Duruşmalarının savcısı Egesel sorgu sırasında, Turhan Dilligil ve Tarık Mümtaz Göztepe'ye küfür ve hakaretlerde bulunmuştu.
PROVOKATİF DERGİ ÇIKARIN
Yine Yassıada Başsavcısı Altay Egesel, sanıklar hakkında çoğu asılsız iddialar ve yalancı şahitler hazırlamakla suçlandı. Yine 1960'ların sonlaında darbeye zemin hazırlamakla suçlandı. 68 kuşağından biri, olan Prof. Dr. Erdal Yavuz, 4 yıl önce bu iddiayı dile getirdi. Aksiyon dergine konuşan Yavuz'un açıklamaları söyle olmuştu:
“1969’da bana yapılan tekliften daha öncesi de var. Siyasal Bilgiler Fakültesi’nde Dönüşüm adlı bir dergi çıkarıyorduk. Sonra o kapanmıştı. Bir süre sonra yine öyle bir öneri geldi bize. Yine o askerî kanattan. Dergiyi tekrar çıkarıp meydanlara çıkın diye.”
-Neden talep ettiler sizden bunu?
Dergi çıkarın… Çünkü provokasyon vesilesi olacak. Yani hükümet yönetemez duruma gelecek.

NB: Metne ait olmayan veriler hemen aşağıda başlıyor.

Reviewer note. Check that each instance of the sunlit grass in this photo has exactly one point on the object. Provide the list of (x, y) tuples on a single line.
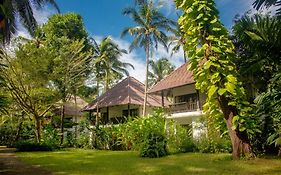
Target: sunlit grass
[(77, 161)]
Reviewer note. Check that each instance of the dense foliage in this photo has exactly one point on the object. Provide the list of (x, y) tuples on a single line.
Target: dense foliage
[(211, 55)]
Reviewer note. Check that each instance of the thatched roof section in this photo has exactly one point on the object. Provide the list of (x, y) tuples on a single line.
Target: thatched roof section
[(70, 108), (177, 78), (128, 91)]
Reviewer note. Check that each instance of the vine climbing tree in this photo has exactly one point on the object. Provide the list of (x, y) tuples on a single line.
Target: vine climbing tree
[(211, 55)]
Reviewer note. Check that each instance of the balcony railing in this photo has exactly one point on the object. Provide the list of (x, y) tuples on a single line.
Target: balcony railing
[(184, 107)]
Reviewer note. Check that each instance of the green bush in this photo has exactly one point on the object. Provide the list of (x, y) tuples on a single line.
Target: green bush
[(7, 135), (154, 146), (179, 137), (50, 137), (26, 146), (215, 144)]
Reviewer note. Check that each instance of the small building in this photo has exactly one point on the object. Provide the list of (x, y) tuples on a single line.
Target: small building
[(123, 100), (186, 101), (72, 109)]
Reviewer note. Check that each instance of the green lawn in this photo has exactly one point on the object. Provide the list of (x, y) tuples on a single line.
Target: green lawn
[(77, 161)]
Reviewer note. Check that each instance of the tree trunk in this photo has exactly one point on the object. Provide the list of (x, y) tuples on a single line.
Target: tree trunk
[(19, 127), (62, 124), (146, 80), (106, 81), (38, 128), (240, 142), (184, 57), (76, 112)]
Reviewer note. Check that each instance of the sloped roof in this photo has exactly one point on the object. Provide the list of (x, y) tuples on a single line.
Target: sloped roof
[(70, 108), (128, 91), (179, 77)]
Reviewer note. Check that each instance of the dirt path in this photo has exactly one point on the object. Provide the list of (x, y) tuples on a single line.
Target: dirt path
[(11, 165)]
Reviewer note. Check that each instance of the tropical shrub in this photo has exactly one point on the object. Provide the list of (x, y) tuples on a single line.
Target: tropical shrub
[(50, 137), (179, 137), (26, 146), (215, 144), (7, 135), (154, 145)]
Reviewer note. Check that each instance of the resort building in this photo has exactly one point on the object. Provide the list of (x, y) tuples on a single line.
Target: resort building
[(186, 101), (123, 100)]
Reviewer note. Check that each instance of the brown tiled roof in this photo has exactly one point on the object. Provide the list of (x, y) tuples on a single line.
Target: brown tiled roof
[(70, 108), (178, 77), (128, 91)]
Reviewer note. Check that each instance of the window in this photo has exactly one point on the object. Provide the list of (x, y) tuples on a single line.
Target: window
[(133, 113), (186, 98)]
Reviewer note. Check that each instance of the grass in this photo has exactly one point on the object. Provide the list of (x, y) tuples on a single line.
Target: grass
[(86, 162)]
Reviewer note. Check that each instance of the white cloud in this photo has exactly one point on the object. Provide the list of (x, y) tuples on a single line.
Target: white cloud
[(133, 58), (41, 16), (138, 61)]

-Bu talepte bulunanlar İrfan Solmazerler mi?
Evet, evet.
-Numan Esinler...
Hatta sivil kanatta da Altay Ömer Egeseller filan.
-Yassıada Savcısı?
Evet.
-Bizzat sizinle mi iletişim kurdular?
Benimle değil, haber geldi bir arkadaştan. “Ya şöyle şöyle. Şöyle bir şey yapalım.” diye.
-1969’da babası subay olan arkadaşınız kanalıyla ulaştırılan davet kimden gelmişti peki?

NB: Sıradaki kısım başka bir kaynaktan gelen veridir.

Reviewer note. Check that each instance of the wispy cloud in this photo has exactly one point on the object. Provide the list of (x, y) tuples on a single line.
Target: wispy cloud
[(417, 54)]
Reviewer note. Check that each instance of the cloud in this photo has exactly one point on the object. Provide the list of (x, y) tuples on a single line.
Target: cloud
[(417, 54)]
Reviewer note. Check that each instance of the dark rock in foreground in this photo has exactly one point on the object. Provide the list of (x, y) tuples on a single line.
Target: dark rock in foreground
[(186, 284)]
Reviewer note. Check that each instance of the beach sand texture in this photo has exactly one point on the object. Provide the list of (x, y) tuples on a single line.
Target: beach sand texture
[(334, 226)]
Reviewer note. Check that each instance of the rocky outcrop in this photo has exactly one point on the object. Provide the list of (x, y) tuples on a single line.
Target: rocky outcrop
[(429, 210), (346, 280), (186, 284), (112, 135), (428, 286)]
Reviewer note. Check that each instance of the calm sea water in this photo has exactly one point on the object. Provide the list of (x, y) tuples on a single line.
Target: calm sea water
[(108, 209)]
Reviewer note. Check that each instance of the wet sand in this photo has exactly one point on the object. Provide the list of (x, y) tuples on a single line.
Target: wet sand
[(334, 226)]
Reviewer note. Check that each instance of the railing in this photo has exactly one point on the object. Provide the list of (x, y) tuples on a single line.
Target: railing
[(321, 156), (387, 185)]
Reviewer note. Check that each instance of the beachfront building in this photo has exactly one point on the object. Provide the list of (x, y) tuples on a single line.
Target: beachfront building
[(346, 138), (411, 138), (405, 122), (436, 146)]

Şu anda o isimleri hatırlayamıyorum.
-İrfan Solmazer ve Numan Esin…
O grup yani.
-Onlar bu grubun çatısını oluşturanlar mı?
Evet yani 9 Martçılar, onlarla irtibatlı birileriydi.

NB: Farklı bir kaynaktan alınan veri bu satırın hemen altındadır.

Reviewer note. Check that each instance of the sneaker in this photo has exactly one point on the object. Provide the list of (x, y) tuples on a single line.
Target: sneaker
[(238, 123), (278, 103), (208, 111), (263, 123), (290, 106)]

-Savcı Egesel ilk defa mı böyle bir sürece dahil oluyordu?
Daha önceki bir süreçte, onun da bazı imaları bize, yine bir tanıdık vasıtasıyla gönderdiğini hatırlıyorum.
-Daha önce dediğinizden kasıt 1967-68’ler mi?
Evet, tabii. Ama bu yine gereksiz tartışmalara yol açabilir.
-Bunları bir bütünün parçaları gibi düşünmek gerekiyor?
Evet, yani o da şey oldu. O sırada öyle bir çıktı ortaya, ondan sonra kapandı. Daha sonra ben de izlemedim açıkçası.